Search code examples
c++sslboostopensslboost-beast

SSL_set_tlsext_host_name crashes


I'm trying to use scio_beast in a project. I understand its rather unfinished, but that should not matter much. I've managed to get it working pretty well.

I'm trying to connect to a server behind CloudFlare now, an I understand I need SNI for that to work.

Given the following:

using tcp           = boost::asio::ip::tcp;     //  <boost/asio/ip/tcp.hpp>
namespace websocket = boost::beast::websocket;  //  <boost/beast/websocket.hpp>
namespace ssl       = boost::asio::ssl;         //  <boost/asio/ssl.hpp>

typedef websocket::stream<ssl::stream<tcp::socket>>  SecureWebSocket;
typedef std::unique_ptr<SecureWebSocket>            SecureWebSocketPtr;

// ...

SecureWebSocketPtr m_wss;

m_sslContext = std::make_shared<ssl::context>(ssl::context::tlsv12_client);
m_wss.reset(new SecureWebSocket(m_ios, *m_sslContext.get()));

auto ssl = m_wss->next_layer().native_handle();
auto host = m_connectOptions.host.c_str();
SSL_set_tlsext_host_name(m_wss->next_layer().native_handle(), host);

It does not seem to matter much where I call SSL_set_tlsext_host_name (e.g. before resolving, before async_handshake), it always crashes trying to execute 0x0000000000000000.


Solution

  • Turns out this was a linking problem: The app uses another library (WebRTC) that uses boringssl.
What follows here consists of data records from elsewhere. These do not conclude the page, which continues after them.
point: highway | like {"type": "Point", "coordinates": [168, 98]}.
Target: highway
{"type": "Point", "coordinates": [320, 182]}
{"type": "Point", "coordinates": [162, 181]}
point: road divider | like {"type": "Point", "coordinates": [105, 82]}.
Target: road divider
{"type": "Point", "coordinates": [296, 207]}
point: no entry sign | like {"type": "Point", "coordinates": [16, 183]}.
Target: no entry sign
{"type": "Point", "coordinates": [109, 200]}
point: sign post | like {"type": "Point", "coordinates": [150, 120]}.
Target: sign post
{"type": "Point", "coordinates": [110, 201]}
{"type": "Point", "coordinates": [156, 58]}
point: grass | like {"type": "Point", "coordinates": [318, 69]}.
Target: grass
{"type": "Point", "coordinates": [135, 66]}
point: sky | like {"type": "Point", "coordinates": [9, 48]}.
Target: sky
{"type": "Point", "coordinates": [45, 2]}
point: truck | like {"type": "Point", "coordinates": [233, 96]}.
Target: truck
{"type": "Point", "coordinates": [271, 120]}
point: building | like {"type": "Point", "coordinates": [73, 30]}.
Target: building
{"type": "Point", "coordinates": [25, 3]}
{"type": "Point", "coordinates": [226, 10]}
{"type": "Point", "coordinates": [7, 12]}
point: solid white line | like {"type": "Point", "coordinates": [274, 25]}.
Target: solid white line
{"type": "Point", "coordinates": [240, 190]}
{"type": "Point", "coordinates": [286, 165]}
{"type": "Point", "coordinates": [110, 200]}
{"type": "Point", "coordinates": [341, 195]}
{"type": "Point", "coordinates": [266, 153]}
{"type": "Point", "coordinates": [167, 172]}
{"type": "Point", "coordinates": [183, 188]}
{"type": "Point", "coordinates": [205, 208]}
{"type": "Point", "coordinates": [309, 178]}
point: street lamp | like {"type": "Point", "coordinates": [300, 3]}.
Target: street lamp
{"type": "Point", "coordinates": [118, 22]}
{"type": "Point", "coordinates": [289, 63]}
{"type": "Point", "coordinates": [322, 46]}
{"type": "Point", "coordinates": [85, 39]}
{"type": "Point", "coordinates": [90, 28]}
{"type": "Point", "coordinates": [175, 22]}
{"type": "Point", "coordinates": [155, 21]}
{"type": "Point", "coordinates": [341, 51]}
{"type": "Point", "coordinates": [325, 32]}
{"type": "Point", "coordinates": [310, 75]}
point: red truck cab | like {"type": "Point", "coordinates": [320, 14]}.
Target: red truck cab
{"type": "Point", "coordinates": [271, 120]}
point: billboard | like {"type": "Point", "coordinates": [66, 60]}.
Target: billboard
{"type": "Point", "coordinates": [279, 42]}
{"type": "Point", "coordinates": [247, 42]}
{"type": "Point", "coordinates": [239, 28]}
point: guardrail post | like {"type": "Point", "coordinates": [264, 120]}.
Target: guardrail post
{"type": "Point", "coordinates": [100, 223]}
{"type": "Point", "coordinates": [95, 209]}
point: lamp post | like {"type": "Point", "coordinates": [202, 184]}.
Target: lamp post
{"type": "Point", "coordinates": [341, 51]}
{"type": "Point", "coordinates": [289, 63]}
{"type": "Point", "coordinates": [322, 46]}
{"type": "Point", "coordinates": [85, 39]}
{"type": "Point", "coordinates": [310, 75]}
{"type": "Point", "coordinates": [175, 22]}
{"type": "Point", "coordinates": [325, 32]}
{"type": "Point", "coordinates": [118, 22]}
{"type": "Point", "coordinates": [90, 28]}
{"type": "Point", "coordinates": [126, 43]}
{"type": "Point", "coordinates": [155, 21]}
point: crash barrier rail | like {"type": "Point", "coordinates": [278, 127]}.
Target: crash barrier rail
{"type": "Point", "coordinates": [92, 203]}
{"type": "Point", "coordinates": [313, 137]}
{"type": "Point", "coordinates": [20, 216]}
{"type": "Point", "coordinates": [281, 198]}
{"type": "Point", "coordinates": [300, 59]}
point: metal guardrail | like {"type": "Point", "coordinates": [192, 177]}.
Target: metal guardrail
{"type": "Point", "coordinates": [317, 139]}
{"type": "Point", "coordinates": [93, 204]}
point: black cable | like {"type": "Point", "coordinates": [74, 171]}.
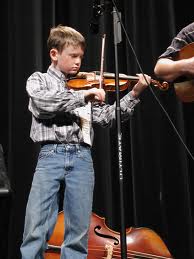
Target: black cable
{"type": "Point", "coordinates": [140, 68]}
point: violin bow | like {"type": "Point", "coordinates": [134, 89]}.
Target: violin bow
{"type": "Point", "coordinates": [102, 61]}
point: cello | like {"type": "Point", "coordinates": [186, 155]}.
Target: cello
{"type": "Point", "coordinates": [104, 242]}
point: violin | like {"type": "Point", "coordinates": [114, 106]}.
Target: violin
{"type": "Point", "coordinates": [185, 88]}
{"type": "Point", "coordinates": [105, 243]}
{"type": "Point", "coordinates": [81, 82]}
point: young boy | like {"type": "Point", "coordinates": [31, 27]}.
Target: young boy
{"type": "Point", "coordinates": [61, 123]}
Somehow the linker didn't complain about duplicate symbols when linking OpenSSL after WebRTC and silently used boringssl's functions. Both MSVC and gcc do it.

    I solved it by moving the websocket/OpenSSL code into a dll, which allows it to properly link against OpenSSL independently from the app.

    Not the prettiest solution, but building WebRTC with OpenSSL doesn't seem to be really supported or at least maintained.